Friday of the Fourth Week of Lent

Scripture Readings

I hope no one else is finding this the case, but for myself, I am finding it difficult to be Catholic these days.  This is not because I am thinking about leaving - but friends of mine - friends who are smart and loving and helpful and generous and usually kind but who do not share my faith, keep asking: "Why are you still Catholic?"  Opposition to Catholicism comes from various all quarters: left and right, East and West. For some, it is Pope Francis' understanding of the Church and for others it is the church's teachings on homosexuality that lead them to ask these questions; for others, it is the church's stand of climate change and for others it is the church's stand on abortion. For still others, it is the apparent contradiction between a God who loves us and has a personal encounter with us with the empirical evidence of science that lead them to ask these questions.  And for others, it is the sinfulness of a church hierarchy that has, in the past (hopefully now, always in the past) condoned sexual abuse through its silence.

 If this is it - and it is a lot - why would anyone remain Catholic? We are broken people, in many ways. Being Catholic often means being betwixt and between, and sometimes that means being on everyone else's bad side, at least in sometimes.  (I also want to say, I don't think this feeling is exclusive to Catholics, or Christians generally, necessarily - just that this is the particular configuration of events that is leading me to see being Catholic as difficult.)

So, in the midst of all this, I am grateful for today's scripture readings because they remind me, more broadly, of "why?"  

Today's first reading (Wisdom 2:1a, 12-22) is one of those readings where it is a good idea to read the whole book, or at least the first chapter, in order to get a sense of where the author is coming from.  He is speaking about two groups of people - on one hand, there are the materialists, the ones who see that there is no purpose beyond this life, no substance beyond what we can see, feel and touch.  These are the people the author calls "wicked" because they have been "thinking not right."   They have been not been using their minds well, and as a result they are not living life well.  On the other hand is the just one (Christians have traditionally read the "just one" as being Jesus) - and his followers.  From the point of view of the materialists, the "just people" are not doing the right thing because they call God Father and seem to have very intimate knowledge of God.

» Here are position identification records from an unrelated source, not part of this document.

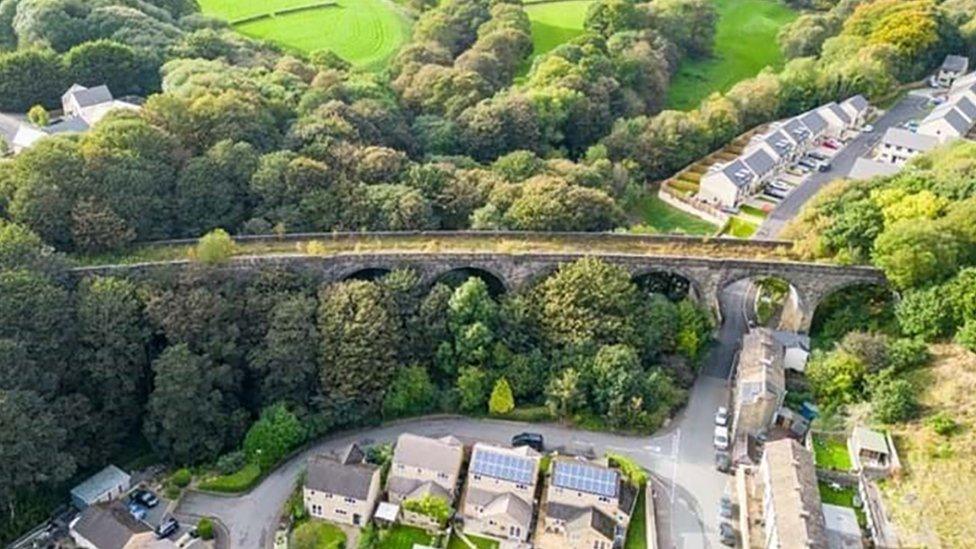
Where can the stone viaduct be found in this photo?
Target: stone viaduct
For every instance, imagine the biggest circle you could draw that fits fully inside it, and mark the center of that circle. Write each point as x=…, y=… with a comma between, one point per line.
x=707, y=277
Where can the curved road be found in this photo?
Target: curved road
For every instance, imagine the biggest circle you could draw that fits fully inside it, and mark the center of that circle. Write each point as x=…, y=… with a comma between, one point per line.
x=680, y=456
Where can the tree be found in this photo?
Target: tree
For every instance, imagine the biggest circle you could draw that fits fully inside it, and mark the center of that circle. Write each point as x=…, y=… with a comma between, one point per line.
x=472, y=385
x=272, y=436
x=38, y=116
x=286, y=361
x=411, y=393
x=359, y=346
x=188, y=418
x=501, y=401
x=214, y=247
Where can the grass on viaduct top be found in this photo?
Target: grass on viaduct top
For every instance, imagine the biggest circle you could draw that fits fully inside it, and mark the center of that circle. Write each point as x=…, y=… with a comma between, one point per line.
x=514, y=243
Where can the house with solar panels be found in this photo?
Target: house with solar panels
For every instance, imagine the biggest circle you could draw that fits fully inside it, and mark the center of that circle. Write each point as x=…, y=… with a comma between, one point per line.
x=499, y=498
x=587, y=504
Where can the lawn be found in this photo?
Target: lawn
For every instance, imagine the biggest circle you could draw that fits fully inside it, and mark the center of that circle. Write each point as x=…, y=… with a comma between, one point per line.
x=652, y=212
x=405, y=537
x=316, y=534
x=481, y=543
x=745, y=43
x=364, y=32
x=554, y=23
x=831, y=453
x=637, y=530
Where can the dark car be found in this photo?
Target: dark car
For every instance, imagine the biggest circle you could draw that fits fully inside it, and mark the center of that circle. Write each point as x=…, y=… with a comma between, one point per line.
x=723, y=462
x=726, y=534
x=532, y=440
x=167, y=528
x=144, y=498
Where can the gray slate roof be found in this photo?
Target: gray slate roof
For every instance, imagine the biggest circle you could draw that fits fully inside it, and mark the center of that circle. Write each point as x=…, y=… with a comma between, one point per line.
x=759, y=162
x=955, y=63
x=327, y=474
x=101, y=482
x=108, y=526
x=899, y=137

It would be wrong-headed, I think, to over identify Catholics with either the materialists or the just.  I have a feeling that all of us, at some point have been both evil and good; all of us at some point are guilty of not "thinking right". So I think we should not say that Catholics are the "just" ones, for often we are not, as recent events have painfully reminded us.

What I think is especially important to get from this passage, however, is the sense of being tested - "let us see if his words are true" - even to the point of death.  The materialists in this passage do not *really* believe in God, and so they think that death is the end.  "See if God will save him," they sneer.

And, despite all appearances to the contrary, the words are true.  God does take care of Jesus, who is the just one.  Being put to death, even death on a cross, is not the end.  This is the refrain we have in the gospel reading, as well (John 7:1-2, 10, 25-30).  Jesus wishes to follow God's commands by observing the Feast of the Tabernacles (a late fall feast, see here for more information: http://en.wikipedia.org/wiki/Sukkot).  Jesus is saved from death, again and again in this passage.  This is a precursor to his resurrection, of course, when he will finally and ultimately defeat death.

The message of good news to us is to be broken, but in another sense.  Have faith in God, and live your life faithfully, despite, and perhaps even because of, appearances to the contrary.  We follow God because we believe that love has been poured out for us on the cross, because our bodies are loved and redeemed, because Jesus shares his own life and death with us in the Eucharist.

So our call is to live into that life and death, knowing that we will likely be broken, that death (real or figurative) may happen.  Yes, it is hard to be Catholic because it is hard to be constantly witnessing to Jesus' death and resurrection, even and especially to the people who need that witnessing in our own church.  It is hard to die, and rise to new life. But, like the hymn we sing occasionally, let us be broken for love:

"Let us be bread, blessed by the Lord,

broken and shared, life for the world.

Let us be wine, love freely poured.

Let us be one in the Lord."

My prayer for us, as we move swiftly toward Easter, is that we will find more and more ways of following Christ, even to death and new life.